The publicity surrounding this film (court case and alleged blasphemy accusations from varied sources) obviously whetted the appetites of those who read the book (most UK commuters) but would the bad press ruin it for everyone?
So many questions and just like the novel itself, we aim to answer them, only we here at PHASE9 aim to make sure we research before we preach.
It would seem impossible to make a hash of a novel when the source material read like a screenplay in the first place, so lets get this out of the way. The film is not a disaster by any means, nor does it retain the “page turner” standing of the novel. Ron Howard has come very close to making a boring film for the multiplex crowds as his idea of a thriller will differ from their idea of a blockbuster. However I felt as though it was a return to the McGuffin style set pieces of a Hitchcock picture made in the late 50’s and early sixties and found the slower pace and build up of characters refreshing (don’t get me wrong though, Howard is no Hitchcock, but an accomplished director none-the-less).

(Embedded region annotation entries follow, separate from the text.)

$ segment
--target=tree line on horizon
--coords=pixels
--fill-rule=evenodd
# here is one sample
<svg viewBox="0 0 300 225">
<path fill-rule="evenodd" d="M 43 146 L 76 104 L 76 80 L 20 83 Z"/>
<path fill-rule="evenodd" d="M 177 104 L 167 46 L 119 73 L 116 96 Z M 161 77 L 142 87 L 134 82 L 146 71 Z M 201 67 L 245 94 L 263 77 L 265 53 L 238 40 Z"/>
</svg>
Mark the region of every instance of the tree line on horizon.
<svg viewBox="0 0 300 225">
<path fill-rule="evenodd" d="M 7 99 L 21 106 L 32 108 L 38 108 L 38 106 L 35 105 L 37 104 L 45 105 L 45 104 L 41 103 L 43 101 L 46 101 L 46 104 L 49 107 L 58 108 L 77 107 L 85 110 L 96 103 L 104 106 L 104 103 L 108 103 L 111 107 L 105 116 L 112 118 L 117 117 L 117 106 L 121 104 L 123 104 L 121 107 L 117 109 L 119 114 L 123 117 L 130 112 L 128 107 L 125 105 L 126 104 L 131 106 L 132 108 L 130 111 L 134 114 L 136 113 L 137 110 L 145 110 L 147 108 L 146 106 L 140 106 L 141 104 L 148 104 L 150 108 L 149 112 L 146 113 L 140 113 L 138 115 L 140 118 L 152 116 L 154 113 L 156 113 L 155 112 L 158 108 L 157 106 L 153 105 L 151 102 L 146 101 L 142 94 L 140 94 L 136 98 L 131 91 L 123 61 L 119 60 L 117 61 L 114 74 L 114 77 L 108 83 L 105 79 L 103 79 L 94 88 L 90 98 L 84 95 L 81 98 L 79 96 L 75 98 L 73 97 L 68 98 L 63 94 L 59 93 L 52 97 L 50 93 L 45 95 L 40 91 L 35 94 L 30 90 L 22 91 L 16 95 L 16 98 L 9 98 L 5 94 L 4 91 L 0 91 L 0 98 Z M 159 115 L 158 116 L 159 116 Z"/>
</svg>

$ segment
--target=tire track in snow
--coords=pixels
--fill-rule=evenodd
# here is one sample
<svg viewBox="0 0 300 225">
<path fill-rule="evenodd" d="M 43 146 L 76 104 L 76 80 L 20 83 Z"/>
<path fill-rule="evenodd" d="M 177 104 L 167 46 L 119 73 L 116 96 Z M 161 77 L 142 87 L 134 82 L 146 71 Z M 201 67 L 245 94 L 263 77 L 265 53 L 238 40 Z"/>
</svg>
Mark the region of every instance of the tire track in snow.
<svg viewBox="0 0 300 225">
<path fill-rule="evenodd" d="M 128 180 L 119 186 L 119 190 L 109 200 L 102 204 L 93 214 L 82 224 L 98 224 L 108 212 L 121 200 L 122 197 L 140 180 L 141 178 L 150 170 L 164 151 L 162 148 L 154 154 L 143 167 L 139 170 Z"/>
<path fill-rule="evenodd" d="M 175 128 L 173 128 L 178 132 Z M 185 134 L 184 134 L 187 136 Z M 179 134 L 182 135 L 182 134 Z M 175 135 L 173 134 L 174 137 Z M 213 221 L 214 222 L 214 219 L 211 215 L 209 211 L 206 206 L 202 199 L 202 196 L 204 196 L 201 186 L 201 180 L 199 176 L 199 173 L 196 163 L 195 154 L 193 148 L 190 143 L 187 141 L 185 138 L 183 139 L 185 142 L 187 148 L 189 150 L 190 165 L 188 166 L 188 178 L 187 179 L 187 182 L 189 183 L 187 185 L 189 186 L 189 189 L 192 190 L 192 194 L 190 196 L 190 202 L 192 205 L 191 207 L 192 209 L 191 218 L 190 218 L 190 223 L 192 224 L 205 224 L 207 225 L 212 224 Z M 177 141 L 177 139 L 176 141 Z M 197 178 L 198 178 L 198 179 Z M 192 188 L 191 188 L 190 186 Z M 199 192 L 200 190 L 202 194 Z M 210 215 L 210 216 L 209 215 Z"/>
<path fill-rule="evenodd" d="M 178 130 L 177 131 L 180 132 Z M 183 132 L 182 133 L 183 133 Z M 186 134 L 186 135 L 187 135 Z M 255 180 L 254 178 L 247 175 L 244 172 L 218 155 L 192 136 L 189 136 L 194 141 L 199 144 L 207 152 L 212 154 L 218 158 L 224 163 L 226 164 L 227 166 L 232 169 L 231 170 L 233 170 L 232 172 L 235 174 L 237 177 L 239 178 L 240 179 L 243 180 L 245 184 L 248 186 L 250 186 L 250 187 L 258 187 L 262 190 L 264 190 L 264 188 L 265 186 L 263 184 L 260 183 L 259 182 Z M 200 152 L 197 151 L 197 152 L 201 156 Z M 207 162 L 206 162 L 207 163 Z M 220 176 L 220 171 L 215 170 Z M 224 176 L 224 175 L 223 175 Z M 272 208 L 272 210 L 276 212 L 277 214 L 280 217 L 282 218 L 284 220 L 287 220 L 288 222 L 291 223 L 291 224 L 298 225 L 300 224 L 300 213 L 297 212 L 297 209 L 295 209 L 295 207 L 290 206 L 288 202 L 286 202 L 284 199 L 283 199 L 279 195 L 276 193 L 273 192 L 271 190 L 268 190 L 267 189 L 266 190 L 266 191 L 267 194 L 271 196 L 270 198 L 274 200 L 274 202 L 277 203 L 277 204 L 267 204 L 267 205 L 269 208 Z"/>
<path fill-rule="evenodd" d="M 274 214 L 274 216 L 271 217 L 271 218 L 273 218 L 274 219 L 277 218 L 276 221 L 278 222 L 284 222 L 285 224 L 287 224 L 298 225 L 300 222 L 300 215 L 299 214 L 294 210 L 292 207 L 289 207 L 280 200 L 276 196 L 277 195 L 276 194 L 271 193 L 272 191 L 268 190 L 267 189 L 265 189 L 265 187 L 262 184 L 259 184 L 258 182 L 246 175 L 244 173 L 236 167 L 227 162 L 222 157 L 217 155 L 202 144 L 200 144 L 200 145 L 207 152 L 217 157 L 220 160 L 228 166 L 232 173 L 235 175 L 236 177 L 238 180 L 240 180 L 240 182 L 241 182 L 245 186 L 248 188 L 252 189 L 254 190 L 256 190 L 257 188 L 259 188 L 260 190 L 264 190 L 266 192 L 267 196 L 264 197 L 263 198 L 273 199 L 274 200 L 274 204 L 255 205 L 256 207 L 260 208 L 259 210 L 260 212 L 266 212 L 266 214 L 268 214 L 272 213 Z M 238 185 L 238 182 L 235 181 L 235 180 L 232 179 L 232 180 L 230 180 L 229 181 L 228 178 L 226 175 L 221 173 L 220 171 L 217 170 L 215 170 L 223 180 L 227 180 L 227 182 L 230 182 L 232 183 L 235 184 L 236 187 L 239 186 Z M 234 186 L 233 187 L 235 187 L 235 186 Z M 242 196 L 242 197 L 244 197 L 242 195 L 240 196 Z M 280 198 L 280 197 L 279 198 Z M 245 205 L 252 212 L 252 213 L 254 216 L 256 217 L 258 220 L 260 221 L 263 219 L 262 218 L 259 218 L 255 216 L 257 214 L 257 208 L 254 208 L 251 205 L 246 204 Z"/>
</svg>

The plot for those who have not read the book is as follows:
While in Paris lecturing, Harvard symbologist Robert Langdon (Tom Hanks – miscast but still ever professionally reliable) is informed that the elderly curator of the Louvre has been murdered inside the museum. Near the body, police have found a baffling cipher. Solving the enigmatic riddle, Langdon is stunned to discover it leads to a trail of clues hidden in the works of Da Vinci. Langdon joins forces with a gifted French cryptologist, Sophie Neveu (Audrey Tautou – cast for looking the part rather than breathing life into it) and learns the late curator was not only Sophie’s grandfather but that he was also involved in the Priory of Sion – a secret society who have connections in high places. In a breathless race through Paris and London (both used in a picture postcard fashion just like in the days of HART TO HART TV episodes) Robert and Sophie must race against time and albino henchmen to discover the greatest goal of all – the location of the Holy Grail.

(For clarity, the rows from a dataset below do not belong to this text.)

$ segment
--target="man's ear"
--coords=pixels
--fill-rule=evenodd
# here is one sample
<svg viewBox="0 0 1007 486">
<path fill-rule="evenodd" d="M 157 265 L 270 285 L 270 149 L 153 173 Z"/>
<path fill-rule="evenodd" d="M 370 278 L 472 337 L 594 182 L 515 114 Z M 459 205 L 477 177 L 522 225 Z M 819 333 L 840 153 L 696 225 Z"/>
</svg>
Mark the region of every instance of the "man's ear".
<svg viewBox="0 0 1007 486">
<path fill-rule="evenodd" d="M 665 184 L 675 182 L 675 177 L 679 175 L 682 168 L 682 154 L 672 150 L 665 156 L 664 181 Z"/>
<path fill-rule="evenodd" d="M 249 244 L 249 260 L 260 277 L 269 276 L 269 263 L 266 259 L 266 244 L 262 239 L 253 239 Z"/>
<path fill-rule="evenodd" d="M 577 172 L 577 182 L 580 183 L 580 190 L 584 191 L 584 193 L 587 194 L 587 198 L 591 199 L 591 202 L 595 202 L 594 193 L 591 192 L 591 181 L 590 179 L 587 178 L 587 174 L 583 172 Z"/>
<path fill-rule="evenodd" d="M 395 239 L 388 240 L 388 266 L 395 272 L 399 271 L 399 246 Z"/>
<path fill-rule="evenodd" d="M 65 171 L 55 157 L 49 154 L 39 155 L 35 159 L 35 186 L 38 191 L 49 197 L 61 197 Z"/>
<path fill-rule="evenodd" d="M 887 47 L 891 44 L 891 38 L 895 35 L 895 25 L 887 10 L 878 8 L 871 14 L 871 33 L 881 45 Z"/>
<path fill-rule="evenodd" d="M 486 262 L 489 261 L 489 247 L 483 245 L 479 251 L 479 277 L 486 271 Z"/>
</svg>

Sounds exiting but obviously it doesn’t explain the fact that this has all been done before in a wholly more entertaining and believable fashion with INDIANA JONES AND THE LAST CRUSADE! The first 10 or so minutes are great but by this time those who read the novel will see that a great deal of the opening build up which made the novel interesting, especially as regards Langdon himself, has been dropped, which is a shame in a film that tries to build characterizations. However, most of the casting of the other roles is spot on and the splendid actors rise to the occasion.
If you enjoyed the book then you shouldn’t be too disappointed by the film which sticks to Dan Brown’s source material very closely, bar a few additions to character flaws and motivations. This really isn’t the disaster people (or should I say critics) have made it out to be but seriously, don’t take it for anything more that the conspiracy theory it is meant to be. It really should raise eyebrows rather that questions, but isn’t that what a summer blockbuster is supposed to do?
Dr Kuma’s verdict: An old fashioned thriller whose script takes the form of a crossword puzzle for all to decipher – it’s down to you if you crack the code or simply crack up at the dialogue, especially the line “we need a library fast” spoken from the top of a London bus which has, at the time of writing, already entered Hollywood lore. Still, it’s never as dull as other critics have made out.